I love rental cars. They are just more fun. (Unless the GPS dies, leaving you to drive around Miami in the middle of the night for 3 hours, in circles, looking for the obscure turn off to the rental car company.)


----------



## Clark (Sep 30, 2014)

Easy to do.

When renting in Vegas(or all of Nevada), bring printed proof of insurance.
So far, this is only destination that it happened.


----------



## KyushuCalanthe (Sep 30, 2014)

Come on Clark, way too easy!


----------



## Clark (Oct 1, 2014)

No kidding.
Twelve minutes is rather quick.

Hope you folks saved your Audubon mags........


----------



## Trithor (Oct 4, 2014)

The Navajo lead was too cool, well done!


----------



## Clark (Oct 6, 2014)

Thanks.

Gary,
if you find yourself traveling the Grand Circle, and end up in Monument Valley, take this advise. 
It is dry environment. The Navajo Reservation redefines the term dry.
In other words, it is twenty two miles in one direction to get booze. I learned the hard way.
Not a bad drive in daytime, doubt I could do 160 kph.
At night, all white knuckle driving. It is free range and the cattle are black.
We missed the first one by inches. Darkness is fast out there.


----------



## cnycharles (Oct 6, 2014)

Yikes! Why truckers came up with the term 'steak on a grill'
Almost need infrared sensor on your windshield


----------



## Clark (Oct 6, 2014)

After the eyeball to eyeball view of the cattle, I was in slow motion.
So it didn't take long for some trucker to catch up to us. I let him by.
There are horses and some sort of 1/2 sheep 1/2 goat wandering freely about. 
Really don't want to be first going down a new road at night.


----------



## KyushuCalanthe (Oct 6, 2014)

Ha, ha! Sounds like rural China. We saw lots of animals on the roads - all in the high mountains in impossibly steep terrain - dogs, horses, cows, yaks, and endless pigs. There was one dog that must have run a half mile in front of the bus before ducking off the highway at one point. Not a place I'd like to drive at night!


----------



## iwillard (Oct 22, 2014)

> some sort of 1/2 sheep 1/2 goat wandering freely about.

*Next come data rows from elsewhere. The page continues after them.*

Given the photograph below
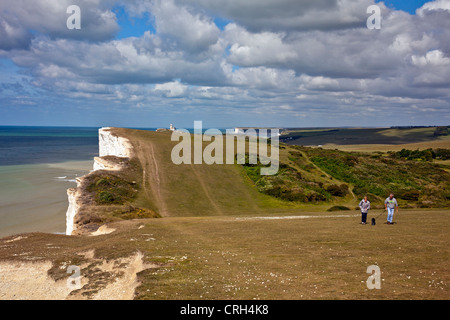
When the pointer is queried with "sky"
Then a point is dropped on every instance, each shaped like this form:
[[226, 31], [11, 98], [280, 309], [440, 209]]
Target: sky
[[271, 63]]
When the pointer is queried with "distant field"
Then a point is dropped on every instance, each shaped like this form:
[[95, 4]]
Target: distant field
[[358, 138], [226, 232]]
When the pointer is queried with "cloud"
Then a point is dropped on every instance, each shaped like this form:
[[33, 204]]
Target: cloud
[[289, 15], [171, 89]]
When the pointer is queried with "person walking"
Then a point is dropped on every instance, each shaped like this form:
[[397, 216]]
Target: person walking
[[364, 205], [391, 205]]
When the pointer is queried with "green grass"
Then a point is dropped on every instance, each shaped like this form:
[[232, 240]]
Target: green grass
[[366, 136], [229, 258]]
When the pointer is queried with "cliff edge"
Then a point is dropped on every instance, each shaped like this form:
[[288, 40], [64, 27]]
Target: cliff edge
[[114, 155]]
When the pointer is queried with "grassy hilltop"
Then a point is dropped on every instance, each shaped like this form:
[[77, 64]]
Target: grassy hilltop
[[226, 232]]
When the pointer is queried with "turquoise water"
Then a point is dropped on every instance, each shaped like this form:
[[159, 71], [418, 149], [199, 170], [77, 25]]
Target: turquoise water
[[37, 166], [33, 197]]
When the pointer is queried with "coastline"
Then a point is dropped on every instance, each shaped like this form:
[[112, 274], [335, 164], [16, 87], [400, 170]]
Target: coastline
[[113, 149], [33, 196]]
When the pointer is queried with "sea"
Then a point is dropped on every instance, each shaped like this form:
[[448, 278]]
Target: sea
[[37, 166]]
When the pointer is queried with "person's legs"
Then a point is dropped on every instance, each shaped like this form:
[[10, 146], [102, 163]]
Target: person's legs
[[363, 217], [390, 215]]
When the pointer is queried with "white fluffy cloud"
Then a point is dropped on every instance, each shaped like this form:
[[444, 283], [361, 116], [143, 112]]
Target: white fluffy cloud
[[301, 57]]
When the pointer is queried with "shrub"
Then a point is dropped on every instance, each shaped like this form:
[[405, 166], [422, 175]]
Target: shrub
[[105, 197], [338, 191]]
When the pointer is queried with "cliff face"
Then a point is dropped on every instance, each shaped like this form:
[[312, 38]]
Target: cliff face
[[111, 148], [111, 145]]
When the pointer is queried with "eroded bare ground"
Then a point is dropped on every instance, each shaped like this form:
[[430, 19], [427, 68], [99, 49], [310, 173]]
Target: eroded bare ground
[[56, 267], [325, 256]]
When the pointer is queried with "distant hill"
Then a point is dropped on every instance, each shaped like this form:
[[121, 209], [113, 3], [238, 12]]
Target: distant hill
[[358, 136]]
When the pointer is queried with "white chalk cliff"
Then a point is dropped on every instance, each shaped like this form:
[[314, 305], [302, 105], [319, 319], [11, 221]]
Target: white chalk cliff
[[109, 145]]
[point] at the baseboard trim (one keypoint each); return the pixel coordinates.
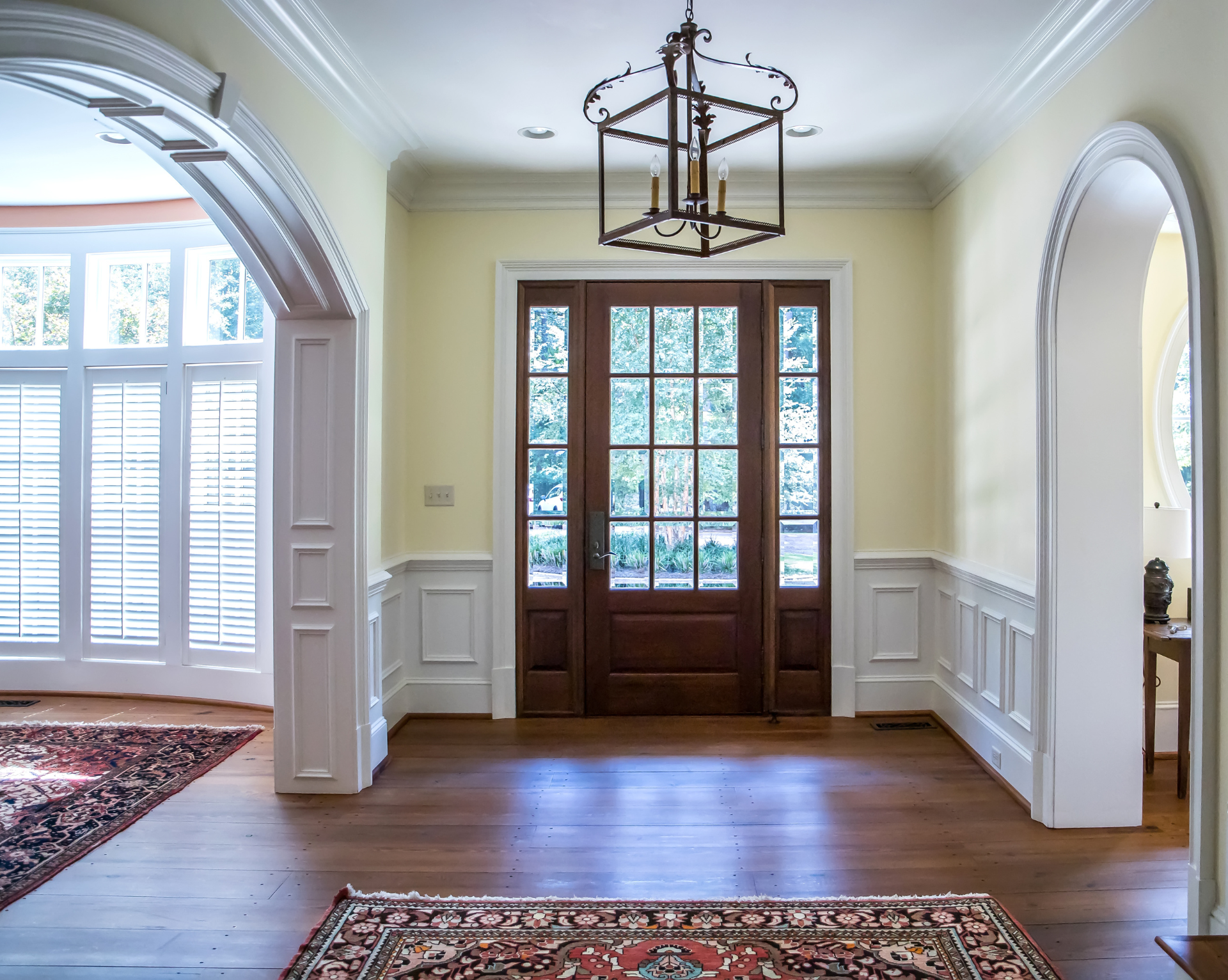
(138, 698)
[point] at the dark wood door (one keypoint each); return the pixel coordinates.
(673, 495)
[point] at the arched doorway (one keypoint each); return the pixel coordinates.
(1089, 697)
(328, 711)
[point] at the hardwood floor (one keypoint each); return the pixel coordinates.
(228, 878)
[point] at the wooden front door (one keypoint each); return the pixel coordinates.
(673, 482)
(672, 535)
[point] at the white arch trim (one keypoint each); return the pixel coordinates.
(1130, 143)
(329, 730)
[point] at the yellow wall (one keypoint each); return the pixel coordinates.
(439, 363)
(348, 180)
(1166, 70)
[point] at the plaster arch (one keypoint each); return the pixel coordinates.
(329, 729)
(1089, 699)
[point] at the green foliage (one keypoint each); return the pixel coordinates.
(798, 336)
(20, 323)
(548, 339)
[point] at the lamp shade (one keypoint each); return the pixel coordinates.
(1167, 533)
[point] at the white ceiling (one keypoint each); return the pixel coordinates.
(52, 156)
(886, 79)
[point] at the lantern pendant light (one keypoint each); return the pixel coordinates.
(698, 124)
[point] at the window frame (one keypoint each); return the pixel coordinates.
(175, 359)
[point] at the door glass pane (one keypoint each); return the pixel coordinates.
(718, 554)
(798, 339)
(548, 409)
(548, 554)
(719, 339)
(629, 412)
(675, 423)
(675, 473)
(629, 542)
(548, 482)
(798, 482)
(719, 482)
(798, 554)
(56, 306)
(675, 560)
(719, 412)
(629, 483)
(157, 304)
(675, 339)
(548, 339)
(629, 340)
(798, 411)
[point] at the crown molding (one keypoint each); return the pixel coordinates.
(546, 192)
(1073, 35)
(300, 35)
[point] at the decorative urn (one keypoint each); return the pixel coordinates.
(1157, 591)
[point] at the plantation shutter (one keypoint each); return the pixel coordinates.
(30, 512)
(124, 498)
(221, 515)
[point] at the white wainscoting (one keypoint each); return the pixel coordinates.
(435, 617)
(973, 650)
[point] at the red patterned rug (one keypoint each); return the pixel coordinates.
(65, 789)
(953, 937)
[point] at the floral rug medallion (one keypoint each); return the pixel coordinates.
(65, 789)
(380, 937)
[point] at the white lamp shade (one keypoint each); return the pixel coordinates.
(1167, 533)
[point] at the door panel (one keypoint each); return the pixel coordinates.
(673, 488)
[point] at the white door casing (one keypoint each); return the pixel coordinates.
(508, 275)
(1087, 699)
(193, 124)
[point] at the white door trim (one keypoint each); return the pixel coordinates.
(208, 139)
(1118, 143)
(507, 278)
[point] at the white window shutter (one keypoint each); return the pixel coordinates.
(221, 493)
(30, 512)
(124, 495)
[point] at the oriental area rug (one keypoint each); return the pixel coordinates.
(953, 937)
(65, 789)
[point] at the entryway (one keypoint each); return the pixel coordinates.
(673, 541)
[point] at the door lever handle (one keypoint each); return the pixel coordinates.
(597, 553)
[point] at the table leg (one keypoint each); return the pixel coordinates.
(1183, 726)
(1149, 709)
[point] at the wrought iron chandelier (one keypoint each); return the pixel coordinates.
(698, 124)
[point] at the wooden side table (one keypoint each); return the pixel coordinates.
(1160, 639)
(1201, 957)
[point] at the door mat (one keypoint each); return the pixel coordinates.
(65, 789)
(382, 936)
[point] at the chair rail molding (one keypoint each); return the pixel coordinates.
(192, 123)
(1131, 143)
(508, 275)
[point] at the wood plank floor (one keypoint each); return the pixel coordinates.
(226, 878)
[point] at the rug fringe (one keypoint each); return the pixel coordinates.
(352, 892)
(127, 725)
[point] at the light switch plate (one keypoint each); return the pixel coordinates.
(440, 496)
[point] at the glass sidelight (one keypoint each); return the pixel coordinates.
(673, 498)
(547, 505)
(798, 440)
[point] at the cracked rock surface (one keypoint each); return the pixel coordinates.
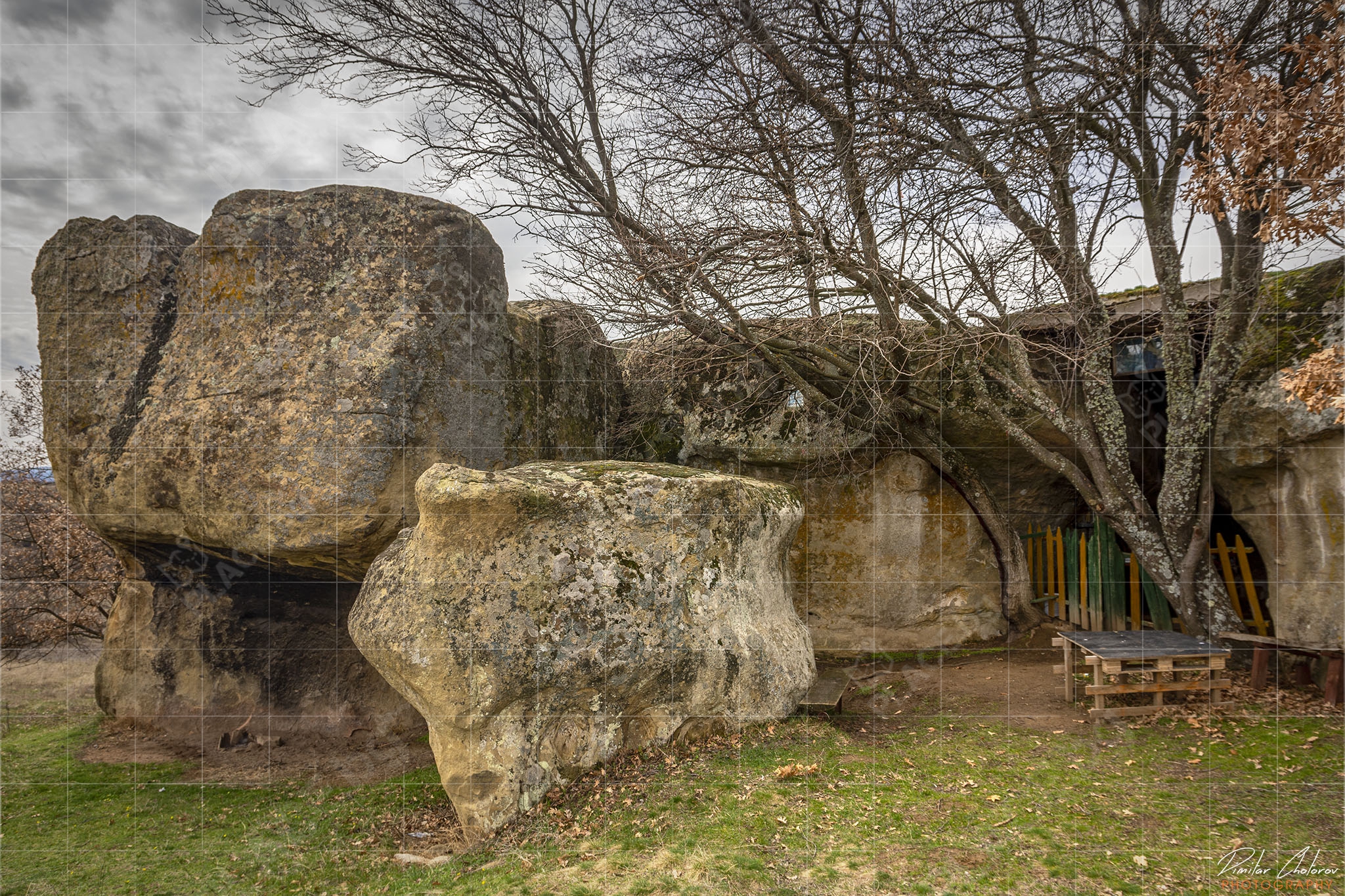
(545, 617)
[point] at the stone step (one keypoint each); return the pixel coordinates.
(825, 694)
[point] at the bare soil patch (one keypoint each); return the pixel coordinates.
(323, 759)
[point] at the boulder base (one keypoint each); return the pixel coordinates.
(549, 616)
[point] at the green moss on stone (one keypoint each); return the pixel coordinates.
(1296, 310)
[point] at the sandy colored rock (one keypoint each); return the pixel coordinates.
(892, 559)
(1282, 472)
(545, 617)
(564, 391)
(244, 414)
(309, 355)
(209, 644)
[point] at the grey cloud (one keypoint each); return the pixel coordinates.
(49, 15)
(14, 95)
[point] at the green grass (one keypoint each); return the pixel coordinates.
(947, 805)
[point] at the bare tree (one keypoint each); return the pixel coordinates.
(873, 203)
(57, 578)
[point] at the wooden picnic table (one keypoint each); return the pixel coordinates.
(1264, 647)
(1147, 657)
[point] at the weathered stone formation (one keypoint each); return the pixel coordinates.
(544, 617)
(245, 416)
(564, 389)
(889, 557)
(1282, 469)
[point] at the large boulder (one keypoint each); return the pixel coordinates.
(1279, 467)
(244, 417)
(889, 555)
(545, 617)
(309, 355)
(892, 558)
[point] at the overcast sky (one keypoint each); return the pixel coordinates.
(114, 108)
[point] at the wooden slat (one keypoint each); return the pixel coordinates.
(1072, 574)
(1114, 712)
(1158, 609)
(1245, 567)
(1063, 608)
(1222, 550)
(1151, 687)
(1049, 559)
(1137, 614)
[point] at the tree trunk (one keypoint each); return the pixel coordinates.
(1199, 597)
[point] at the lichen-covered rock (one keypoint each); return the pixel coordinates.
(1282, 472)
(209, 644)
(889, 557)
(892, 559)
(276, 391)
(244, 416)
(564, 391)
(545, 617)
(1281, 468)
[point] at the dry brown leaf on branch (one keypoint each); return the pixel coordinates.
(1319, 382)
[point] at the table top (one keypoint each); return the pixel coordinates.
(1139, 645)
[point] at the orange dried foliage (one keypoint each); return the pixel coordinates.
(1277, 141)
(1319, 382)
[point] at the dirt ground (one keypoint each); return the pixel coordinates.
(62, 684)
(1016, 684)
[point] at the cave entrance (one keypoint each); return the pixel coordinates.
(1242, 568)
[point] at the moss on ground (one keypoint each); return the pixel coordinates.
(944, 805)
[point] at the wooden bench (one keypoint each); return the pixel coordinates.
(1264, 647)
(1146, 656)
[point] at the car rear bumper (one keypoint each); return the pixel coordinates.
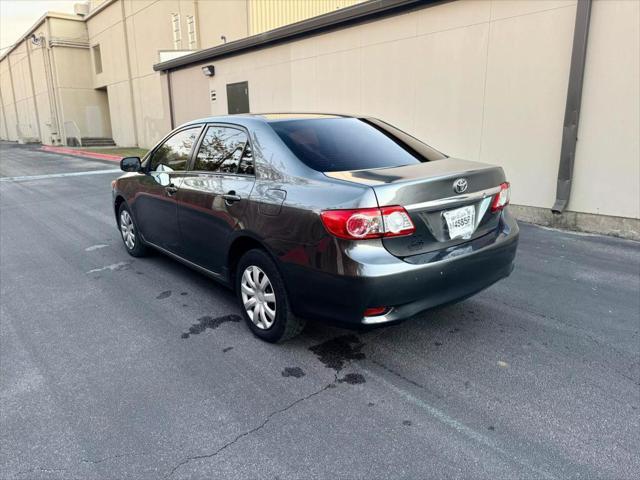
(374, 278)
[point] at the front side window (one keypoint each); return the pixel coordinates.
(224, 150)
(173, 155)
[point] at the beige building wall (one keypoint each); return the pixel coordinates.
(130, 35)
(47, 86)
(482, 80)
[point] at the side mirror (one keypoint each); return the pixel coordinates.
(130, 164)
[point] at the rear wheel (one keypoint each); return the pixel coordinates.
(129, 232)
(263, 298)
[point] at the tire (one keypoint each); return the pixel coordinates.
(275, 322)
(129, 233)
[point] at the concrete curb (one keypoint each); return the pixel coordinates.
(80, 153)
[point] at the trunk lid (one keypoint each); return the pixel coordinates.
(426, 191)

That's pretty funny! Actually they are called Navajo-Churro sheep and their wool used for making blankets and rugs.

Passing through the Navajo territories,never stop to look at the sheep. In their midst they are accompanied by cute little brown cur dogs used as livestock guardians and they will attack the cars,arms,cameras,etc.


----------



## Clark (Oct 23, 2014)

Thanks for the info! We never did follow up on that ID.

I thought these would be priced a bit more. It looks like the initial purchase is under $300.
Does a sheep produce more than $10,000 worth of wool in its lifetime?
Considering it is a rare breed and living about 15 years, I would think the wool is a premium.

Thank you for your reply.


----------



## iwillard (Oct 23, 2014)

Clark,

I've raised sheep for over 30 years,frankly speaking these sheep are good only for their wool if one is into making rugs. As a blanket,sand paper is far more comfy on your lap. Their meat tends to be very lean,as long as they are cooked rare to med.rare,it can get quite tough.

Life expectancy of a sheep is a very iffy subject,they are supposed to be the toughest creatures in a barn yard but my experience says,sheep are always busy looking for a place to die unless you find someone who culled them even when they sneezed and didn't keep any of their offspring then they can live a useful life for awhile. 

Oldest ewe I've had was 16 years old when I retired her to a friend and she lived on for another 6 years producing triplets at every cycle.

If you want to buy few sheep to keep your yard clipped,stay away from black faces and one of the hardiest breed to have around is a Polypay sheep. Good mothers with plenty of milk ,easy lambers and they will not break your bank account for their feed.


----------